At PelotonU, this began with normalizing the fact that it’s OK not to be OK. We saw this in our first few weeks of quarantine as a staff. We were all “heads down” doing everything we could for students, but quietly wondering why we were struggling. As a co-founder of the organization, I began to open up in a staff meeting. Since then, acknowledging when we’re having hard days is the norm. In addition: 

  • We share self-care strategies as a community — both students and staff.

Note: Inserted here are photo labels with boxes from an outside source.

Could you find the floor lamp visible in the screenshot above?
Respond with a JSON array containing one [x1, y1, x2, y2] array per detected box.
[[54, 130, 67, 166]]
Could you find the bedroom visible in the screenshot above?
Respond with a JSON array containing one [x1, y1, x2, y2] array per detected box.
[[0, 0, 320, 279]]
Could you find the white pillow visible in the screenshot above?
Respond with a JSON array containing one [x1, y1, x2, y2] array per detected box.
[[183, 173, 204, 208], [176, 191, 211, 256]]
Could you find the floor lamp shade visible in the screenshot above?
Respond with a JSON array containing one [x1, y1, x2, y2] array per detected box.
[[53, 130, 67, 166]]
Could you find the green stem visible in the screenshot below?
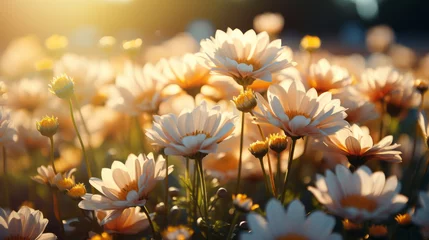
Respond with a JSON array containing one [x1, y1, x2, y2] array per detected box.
[[49, 136, 57, 175], [235, 112, 244, 194], [281, 138, 297, 204], [69, 99, 95, 193], [226, 211, 240, 240], [142, 205, 159, 239], [51, 190, 64, 236], [164, 155, 170, 224], [195, 159, 210, 239], [277, 153, 282, 196], [259, 157, 275, 196], [2, 145, 11, 207]]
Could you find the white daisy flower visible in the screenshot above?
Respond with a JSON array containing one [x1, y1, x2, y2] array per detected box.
[[79, 153, 173, 225], [308, 165, 408, 223], [240, 199, 342, 240]]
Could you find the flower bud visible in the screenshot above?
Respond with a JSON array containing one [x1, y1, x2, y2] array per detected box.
[[268, 133, 287, 153], [36, 116, 59, 137], [168, 187, 180, 198], [414, 79, 429, 95], [301, 35, 321, 52], [232, 193, 259, 212], [155, 202, 166, 213], [67, 183, 86, 199], [232, 89, 257, 112], [249, 140, 268, 158], [49, 74, 74, 100], [216, 188, 228, 198]]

That includes being vulnerable with the students we coach about our own challenges, but doing so in a way that does not make them feel like they need to care for us.
  • We’re using a quick guide to grief and trauma so we can recognize a student’s response and match the right kind and level of support to their challenge — including affordable licensed therapists.
  • We’re sharing our research about grief and trauma with students so they can learn to identify their own patterns — and know they’re not alone in feeling “super emotional” or “all over the place” during the pandemic.
  • We’re more proactive than usual with reminders and logistical support to ease the cognitive depletion, or what happens when our brains are exhausted and we have a hard time making decisions or managing details. 
  • We’re sending short emails, targeted resources, and suggesting weekly school goals to aid with ​choice overload, or the inertia we may feel when overwhelmed by choices.

We’re working hard to help mitigate the impact of the pandemic on the brain. This means extra text reminders, more check-ins, and even assessing students’ living space over Zoom to help them create a good study space. We step in so they can devote their energies to school.

We also know that for some of our students, the right choice right now will be to withdraw. When that happens, though, we want every one of our students to know they have a community to return to when they’re ready — one that cares for them, does not judge their struggles, now or ever, and is invested in their overall well-being.  With caring coaches, effective tools, and persistence, we can help each other get through this with our sanity ​and​ our graduation goals intact.

Sarah Saxton-Frump is the co-founder and chief operating officer of ​PelotonU​ in Austin, Texas. She designed PelotonU’s college completion program and now runs its innovation lab. She worked previously at KIPP Austin Collegiate as a high school teacher and principal.